Management of Prolactinoma
The goal in treatment of a Prolactinoma is to eliminate the effects of the tumor in the patient, to obtain and maintain normal levels of serum prolactin and to preserve the function of the pituitary gland. Pharmacological treatment, surgery and radiotherapy are the different types of managements for Prolactinoma to achieve these goals.
Pharmacological treatment is the first line treatment recommended for the management of Prolactinoma. The prefer drugs consist of dopamine agonist such as Carbergoline, Bromocriptine, Pergolide or Quinagolide. These drugs shrink the tumor in size and suppress prolactin, usually in the first 2-3 weeks of starting medical treatment, it does this by stimulating G-proteins coupled dopaminergic type 2 receptors in Prolactinoma(3) . In a retrospective study of 455 participants, cabergoline resulted in normoprolactinaemia in 92% of 244 patients with idiopathic hyperprolactinemia or a microprolactinoma and in 77% of 181 patients with macroadenomas(5).

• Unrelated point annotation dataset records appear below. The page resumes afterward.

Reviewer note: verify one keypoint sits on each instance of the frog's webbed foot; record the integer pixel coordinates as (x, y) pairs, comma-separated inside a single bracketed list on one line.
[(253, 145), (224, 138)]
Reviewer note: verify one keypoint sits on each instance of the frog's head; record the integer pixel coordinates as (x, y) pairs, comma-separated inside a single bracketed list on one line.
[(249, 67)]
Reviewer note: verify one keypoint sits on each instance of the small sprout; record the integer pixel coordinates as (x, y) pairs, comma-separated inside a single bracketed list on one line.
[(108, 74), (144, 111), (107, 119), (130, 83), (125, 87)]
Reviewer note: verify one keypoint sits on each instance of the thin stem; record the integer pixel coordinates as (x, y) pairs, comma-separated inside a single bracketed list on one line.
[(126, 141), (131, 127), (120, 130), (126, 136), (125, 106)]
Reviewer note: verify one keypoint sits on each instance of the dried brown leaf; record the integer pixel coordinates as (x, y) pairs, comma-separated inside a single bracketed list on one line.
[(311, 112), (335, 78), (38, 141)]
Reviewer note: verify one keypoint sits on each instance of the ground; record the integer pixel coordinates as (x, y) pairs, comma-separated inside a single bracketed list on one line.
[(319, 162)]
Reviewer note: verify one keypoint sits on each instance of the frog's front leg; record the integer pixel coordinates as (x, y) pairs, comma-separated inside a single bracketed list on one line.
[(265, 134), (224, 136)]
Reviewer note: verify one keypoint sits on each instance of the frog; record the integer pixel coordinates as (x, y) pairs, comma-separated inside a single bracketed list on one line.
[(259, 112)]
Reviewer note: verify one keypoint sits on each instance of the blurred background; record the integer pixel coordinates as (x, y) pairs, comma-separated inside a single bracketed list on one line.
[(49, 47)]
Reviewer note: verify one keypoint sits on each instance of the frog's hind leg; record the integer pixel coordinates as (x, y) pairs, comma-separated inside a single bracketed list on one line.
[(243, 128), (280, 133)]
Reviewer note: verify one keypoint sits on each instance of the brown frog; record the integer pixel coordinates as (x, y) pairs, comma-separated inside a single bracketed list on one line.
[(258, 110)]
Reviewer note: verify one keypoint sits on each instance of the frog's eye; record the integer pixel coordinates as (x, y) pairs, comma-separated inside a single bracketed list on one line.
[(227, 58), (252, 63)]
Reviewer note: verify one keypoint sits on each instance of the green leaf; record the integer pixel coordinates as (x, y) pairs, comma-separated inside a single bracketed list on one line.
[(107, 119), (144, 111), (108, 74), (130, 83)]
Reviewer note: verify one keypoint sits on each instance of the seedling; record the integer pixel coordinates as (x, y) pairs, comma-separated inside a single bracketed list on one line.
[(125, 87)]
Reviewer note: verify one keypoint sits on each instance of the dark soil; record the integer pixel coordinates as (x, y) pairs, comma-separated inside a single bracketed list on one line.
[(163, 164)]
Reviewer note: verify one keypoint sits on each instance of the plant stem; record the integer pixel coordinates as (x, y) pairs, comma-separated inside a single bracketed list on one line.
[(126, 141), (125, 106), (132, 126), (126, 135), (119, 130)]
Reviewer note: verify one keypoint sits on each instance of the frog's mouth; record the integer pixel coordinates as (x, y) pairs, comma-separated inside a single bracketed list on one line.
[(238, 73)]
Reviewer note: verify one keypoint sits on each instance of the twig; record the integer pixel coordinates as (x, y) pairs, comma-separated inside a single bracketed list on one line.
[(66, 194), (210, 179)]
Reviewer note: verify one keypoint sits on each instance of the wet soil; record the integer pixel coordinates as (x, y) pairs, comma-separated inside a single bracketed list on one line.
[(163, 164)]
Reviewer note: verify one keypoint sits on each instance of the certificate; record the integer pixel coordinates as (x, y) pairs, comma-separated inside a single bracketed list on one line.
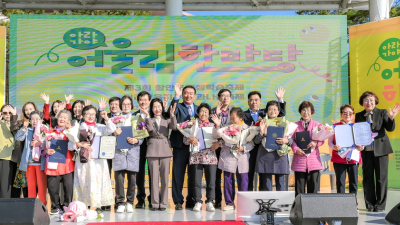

Transsphenoidal surgery (Figure 1) is indicated after months of usage of pharmacological treatment and failure in decreasing serum prolactin levels in symptomatic patients. Another indication for surgery is if there is pituitary apoplexy with persistent neurological signs or symptoms (3) (Table 1).
Radiotherapy is recommended for patients that have undergone surgery and are still found to have residues of the tumor. Radiotherapy is also recommended for those found to have malignant Prolactinoma. Patients that undergo radiotherapy will required anterior pituitary function test for 10 years due to increased risk of hypopituitarism (3).